# Statistical Learning - Project 2

Please find below the Project for Statistical Learning course. This is an individual assignment. Kindly submit it before it's deadline.

The Titan Insurance Company has just installed a new incentive payment scheme for its lift policy sales force. It wants to have an early view of the success or failure of the new scheme. Indications are that the sales force is selling more policies, but sales always vary in an unpredictable pattern from month to month and it is not clear that the scheme has made a significant difference.

Life Insurance companies typically measure the monthly output of a salesperson as the total sum assured for the policies sold by that person during the month. For example, suppose salesperson X has, in the month, sold seven policies for which the sums assured are £1000, £2500, £3000, £5000, £10000, £35000. X's output for the month is the total of these sums assured, £61,500. Titan's new scheme is that the sales force receives low regular salaries but are paid large bonuses related to their output (i.e. to the total sum assured of policies sold by them). The scheme is expensive for the company, but they are looking for sales increases which more than compensate. The agreement with the sales force is that if the scheme does not at least break even for the company, it will be abandoned after six months.

The scheme has now been in operation for four months. It has settled down after fluctuations in the first two months due to the changeover.

To test the effectiveness of the scheme, Titan have taken a random sample of 30 salespeople measured their output in the penultimate month prior to changeover and then measured it in the fourth month after the changeover (they have deliberately chosen months not too close to the changeover). The outputs of the salespeople in the data.csv file.



## Questions

**1. Find the mean of old scheme and new scheme column. (5 points)**

In [1]:
import pandas as pd
import numpy as np
from scipy.stats import t,ttest_1samp,ttest_rel, ttest_ind, mannwhitneyu, levene, shapiro
from statsmodels.stats.power import ttest_power

In [2]:
insuranceSalesData = pd.read_csv('data.csv')
insuranceSalesData.head()

Unnamed: 0,SALESPERSON,Old Scheme (in thousands),New Scheme (in thousands)
0,1,57,62
1,2,103,122
2,3,59,54
3,4,75,82
4,5,84,84


In [3]:
insuranceSalesData.shape

(30, 3)

In [4]:
#Since given data for Old Scheme & New Scheme in thousands its better to convert that with multiple by 1000
insuranceSalesData["OldScheme"]=insuranceSalesData["Old Scheme (in thousands)"]*1000
insuranceSalesData["NewScheme"]=insuranceSalesData["New Scheme (in thousands)"]*1000
#NOTE : mean value calculated from the newly converted field
print( "Old Scheme Mean Value : {0}".format(insuranceSalesData["OldScheme"].mean()))
print( "New Scheme Mean Value : {0}".format(insuranceSalesData["NewScheme"].mean()))

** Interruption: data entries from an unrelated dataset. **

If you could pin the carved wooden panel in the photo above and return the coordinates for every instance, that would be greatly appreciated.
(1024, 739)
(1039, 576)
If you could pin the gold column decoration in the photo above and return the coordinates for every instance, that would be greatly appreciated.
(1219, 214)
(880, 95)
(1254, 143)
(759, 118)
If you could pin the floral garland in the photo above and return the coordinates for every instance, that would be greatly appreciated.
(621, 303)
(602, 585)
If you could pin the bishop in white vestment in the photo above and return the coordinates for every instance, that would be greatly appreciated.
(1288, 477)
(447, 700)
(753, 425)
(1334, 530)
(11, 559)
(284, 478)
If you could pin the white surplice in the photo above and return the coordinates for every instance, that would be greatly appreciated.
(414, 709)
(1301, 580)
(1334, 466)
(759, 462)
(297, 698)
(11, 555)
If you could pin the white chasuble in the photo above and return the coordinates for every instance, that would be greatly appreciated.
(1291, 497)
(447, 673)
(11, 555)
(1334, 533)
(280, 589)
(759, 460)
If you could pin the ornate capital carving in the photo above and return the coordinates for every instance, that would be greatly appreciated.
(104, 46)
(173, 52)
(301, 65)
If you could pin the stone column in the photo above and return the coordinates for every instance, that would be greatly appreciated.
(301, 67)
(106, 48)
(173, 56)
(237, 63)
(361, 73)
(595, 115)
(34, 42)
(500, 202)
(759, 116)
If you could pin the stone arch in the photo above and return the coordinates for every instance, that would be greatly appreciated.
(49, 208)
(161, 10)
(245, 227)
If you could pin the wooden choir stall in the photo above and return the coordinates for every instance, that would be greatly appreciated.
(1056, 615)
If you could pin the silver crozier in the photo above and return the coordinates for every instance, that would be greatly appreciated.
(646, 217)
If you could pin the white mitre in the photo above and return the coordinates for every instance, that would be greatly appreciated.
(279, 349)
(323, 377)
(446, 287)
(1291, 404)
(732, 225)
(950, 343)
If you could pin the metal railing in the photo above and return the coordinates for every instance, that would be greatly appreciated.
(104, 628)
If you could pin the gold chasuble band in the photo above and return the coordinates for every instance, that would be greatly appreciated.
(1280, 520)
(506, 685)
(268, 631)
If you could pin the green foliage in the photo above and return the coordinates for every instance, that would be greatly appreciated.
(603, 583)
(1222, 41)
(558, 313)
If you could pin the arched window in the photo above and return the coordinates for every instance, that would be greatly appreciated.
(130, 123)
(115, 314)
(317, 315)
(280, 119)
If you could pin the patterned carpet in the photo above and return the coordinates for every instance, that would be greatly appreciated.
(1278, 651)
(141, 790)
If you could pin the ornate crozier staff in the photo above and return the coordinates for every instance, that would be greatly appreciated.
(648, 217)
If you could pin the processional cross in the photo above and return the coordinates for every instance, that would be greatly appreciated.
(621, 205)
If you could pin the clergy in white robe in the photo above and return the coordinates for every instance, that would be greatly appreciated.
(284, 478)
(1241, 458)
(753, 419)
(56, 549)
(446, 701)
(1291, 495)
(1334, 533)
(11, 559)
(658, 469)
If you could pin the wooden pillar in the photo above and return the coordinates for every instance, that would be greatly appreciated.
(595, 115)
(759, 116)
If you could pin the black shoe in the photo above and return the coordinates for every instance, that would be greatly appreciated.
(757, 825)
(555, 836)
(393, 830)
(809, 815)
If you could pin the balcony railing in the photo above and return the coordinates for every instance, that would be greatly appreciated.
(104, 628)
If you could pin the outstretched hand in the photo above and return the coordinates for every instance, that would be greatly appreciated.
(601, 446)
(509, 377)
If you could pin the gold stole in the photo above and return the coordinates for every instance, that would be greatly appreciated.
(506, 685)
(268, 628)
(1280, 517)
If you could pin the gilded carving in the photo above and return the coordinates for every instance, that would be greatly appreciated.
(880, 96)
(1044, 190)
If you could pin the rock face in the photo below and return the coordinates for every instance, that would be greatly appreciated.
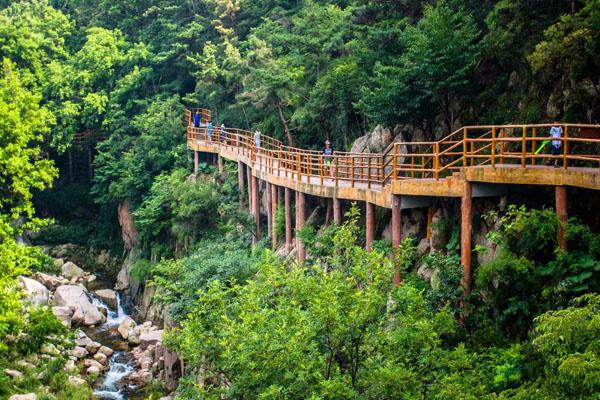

Old Scheme Mean Value : 68033.33333333333
New Scheme Mean Value : 72033.33333333333


**2. Use the five percent significance test over the data to determine the p value to check new scheme has significantly raised outputs? (10 points)**

In [5]:
# Let  μ2 = Mean value of New Scheme.
# μ1 = Mean value of Old Scheme.

#H0: μ1 = μ2  ; μ2 – μ1  = 0

#HA: μ1 < μ2   ; μ2 – μ1  > 0 ; true difference of means is greater than zero.

#Since population standard deviation is unknown, paired sample t-test will be used.
#It is asked that whether the new scheme has significantly raised the output, it is an example of the one-tailed t-test.
# here, ttest_rel is two-tailed t- test,so in the final p-value we should divide by 2 to get one-tailed p-value

t_statistic, p_value = ttest_rel(insuranceSalesData["NewScheme"], insuranceSalesData["OldScheme"])
print ("p-Value = {0}".format( p_value/2))


p-Value = 0.06528776980668831


**3. What conclusion does the test (p-value) lead to? (2.5 points)**

In [6]:
#Null Hypothesis : New scheme has NOT significantly raised outputs

#Alternate Hypothesis : New scheme has significantly raised outputs

# p_value < 0.05 => alternative hypothesis:
# they don't have the same mean at the 5% significance level

print ("Since p-value = {0} is higher than 0.05, we accept (fail to reject) NULL hypothesis.".format( p_value/2))
print ("The New scheme has NOT significantly raised outputs.")

Since p-value = 0.06528776980668831 is higher than 0.05, we accept (fail to reject) NULL hypothesis.
The New scheme has NOT significantly raised outputs.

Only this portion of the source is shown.